I have seen Engineers spec out Grade 8 bolts but not very often.
They do not like brittle bots for Structural use due to the Shock values.

Just my opinion but pulling a trailer with the bumps and humps in the road.
That may create Shock on the Hitch pins

Structural bolts are almost exclusively used in shear. The shear strength of a grade 8 is higher than grade 5, and provides a higher shear strength value for the connection. Period. That being said, the bolt may not be the weak link - so using a stronger bolt might not gain any overall connection strength. There is no "bending" of a bolt in structural shear connection. Failure modes in steel are almost all catastrophic. The bolt shears, or the steel tears out in chunks (block shear). Seismic design requires the steel members not the connections, to yield and absorb the seismic energy. When a contractor complains about grade 8 bolts, it's because of the expense and availability, or lack there of.


Structural bolts like A325 and A490 are used as a clamp in most cases anymore
Yes they have shear values but it is the Tension (Clamping Forces) that Engineers Calculate over the shear values
That is why they Tension bolts in buildings instead of just having wrench tight bolts
Think of a C Clamp holding something together. An Structural Bolt just does it from the inside instead of the out side.

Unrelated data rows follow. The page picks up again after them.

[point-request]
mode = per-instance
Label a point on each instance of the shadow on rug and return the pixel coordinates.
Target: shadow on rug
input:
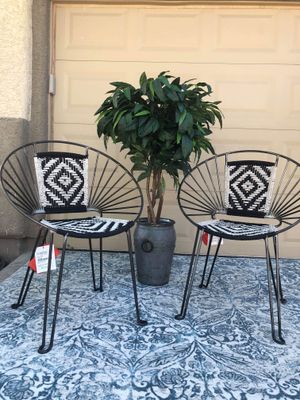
(222, 350)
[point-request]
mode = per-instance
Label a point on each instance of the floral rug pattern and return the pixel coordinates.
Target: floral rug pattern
(222, 350)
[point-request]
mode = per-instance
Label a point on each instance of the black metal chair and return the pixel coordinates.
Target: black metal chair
(242, 195)
(45, 178)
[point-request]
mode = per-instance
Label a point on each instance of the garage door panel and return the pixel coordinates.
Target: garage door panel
(159, 34)
(250, 56)
(88, 31)
(251, 96)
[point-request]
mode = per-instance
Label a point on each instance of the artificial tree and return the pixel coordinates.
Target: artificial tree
(160, 123)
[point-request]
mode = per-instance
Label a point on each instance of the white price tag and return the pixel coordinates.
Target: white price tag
(41, 258)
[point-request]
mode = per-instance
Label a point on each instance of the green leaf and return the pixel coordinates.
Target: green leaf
(117, 118)
(151, 87)
(143, 175)
(186, 146)
(143, 79)
(127, 93)
(182, 117)
(142, 113)
(158, 90)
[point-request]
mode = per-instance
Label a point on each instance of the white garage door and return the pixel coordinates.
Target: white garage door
(249, 55)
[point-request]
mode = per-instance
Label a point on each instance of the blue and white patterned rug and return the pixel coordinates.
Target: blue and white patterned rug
(222, 350)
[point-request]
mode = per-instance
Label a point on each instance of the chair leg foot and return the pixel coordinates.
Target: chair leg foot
(179, 317)
(29, 272)
(274, 283)
(142, 322)
(191, 275)
(202, 284)
(278, 340)
(45, 349)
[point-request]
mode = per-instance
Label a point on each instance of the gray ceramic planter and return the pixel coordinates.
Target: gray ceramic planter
(154, 248)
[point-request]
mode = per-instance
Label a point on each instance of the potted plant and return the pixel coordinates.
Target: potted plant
(160, 123)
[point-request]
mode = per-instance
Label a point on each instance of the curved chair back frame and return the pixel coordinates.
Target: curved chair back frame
(203, 193)
(112, 189)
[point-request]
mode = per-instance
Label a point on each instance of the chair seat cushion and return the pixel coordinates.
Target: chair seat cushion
(93, 227)
(237, 230)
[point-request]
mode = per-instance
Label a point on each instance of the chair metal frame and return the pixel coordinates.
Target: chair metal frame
(202, 194)
(112, 190)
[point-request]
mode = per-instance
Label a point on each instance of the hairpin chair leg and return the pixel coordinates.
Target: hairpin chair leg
(101, 263)
(43, 347)
(276, 251)
(29, 272)
(129, 241)
(282, 300)
(277, 338)
(93, 268)
(191, 275)
(202, 284)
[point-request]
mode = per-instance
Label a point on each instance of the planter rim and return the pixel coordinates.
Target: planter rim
(163, 222)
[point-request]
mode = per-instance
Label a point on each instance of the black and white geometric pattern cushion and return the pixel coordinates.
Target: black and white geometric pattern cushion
(248, 187)
(92, 227)
(237, 230)
(62, 181)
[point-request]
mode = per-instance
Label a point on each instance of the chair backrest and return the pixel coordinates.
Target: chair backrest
(248, 187)
(246, 183)
(48, 177)
(62, 181)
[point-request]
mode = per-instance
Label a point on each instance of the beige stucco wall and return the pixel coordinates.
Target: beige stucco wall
(15, 58)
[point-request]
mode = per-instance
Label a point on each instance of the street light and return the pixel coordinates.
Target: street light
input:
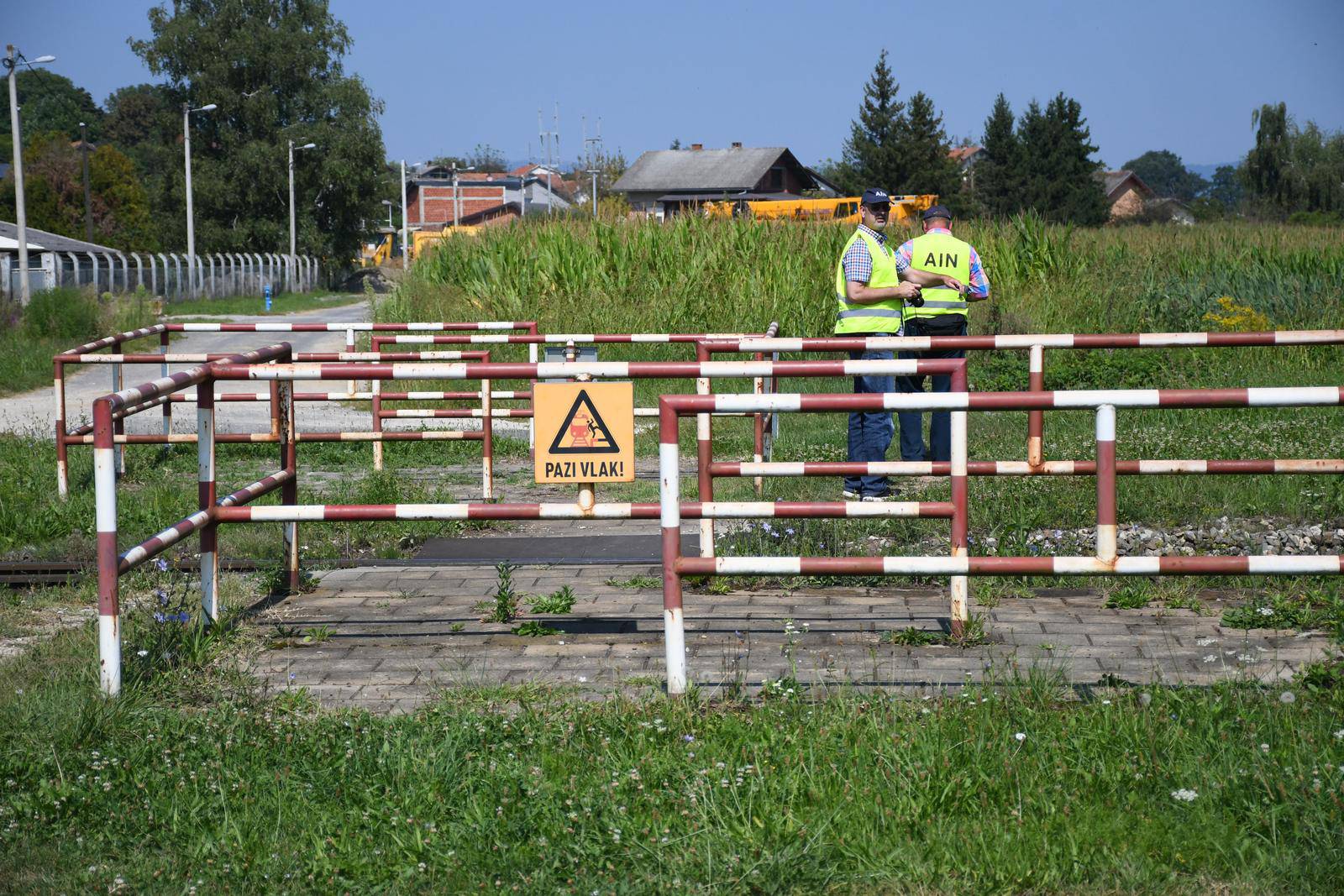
(407, 214)
(289, 271)
(192, 223)
(457, 197)
(11, 62)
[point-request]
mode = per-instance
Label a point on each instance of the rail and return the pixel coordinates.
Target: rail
(1034, 463)
(960, 564)
(272, 364)
(481, 333)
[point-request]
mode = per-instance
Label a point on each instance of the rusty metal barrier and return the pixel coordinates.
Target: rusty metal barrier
(272, 364)
(960, 563)
(570, 342)
(1035, 463)
(87, 354)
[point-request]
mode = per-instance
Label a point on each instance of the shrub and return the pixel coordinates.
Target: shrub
(62, 313)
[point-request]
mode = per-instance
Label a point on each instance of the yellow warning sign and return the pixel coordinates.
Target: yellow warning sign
(585, 432)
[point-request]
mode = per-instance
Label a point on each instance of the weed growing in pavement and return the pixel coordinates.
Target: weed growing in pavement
(1131, 595)
(914, 637)
(1307, 609)
(557, 602)
(636, 582)
(535, 629)
(972, 636)
(504, 609)
(318, 634)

i have used A325 bolts as a Hitch pin in a pinch when I could not find a hitch pin in the moment.

You are correct. That's called a slip critical connection. And the strength value of the connection is directly proportional to the "tightness" of the bolt. The tightness is about 70% of the bolts tensile strength with is based on the same psi strength value of the metal as the shear strength (oversimplification but good enough). Higher strength bolt = more tightness = stronger connection.

Last edited by Mountain10mm; 03/01/23.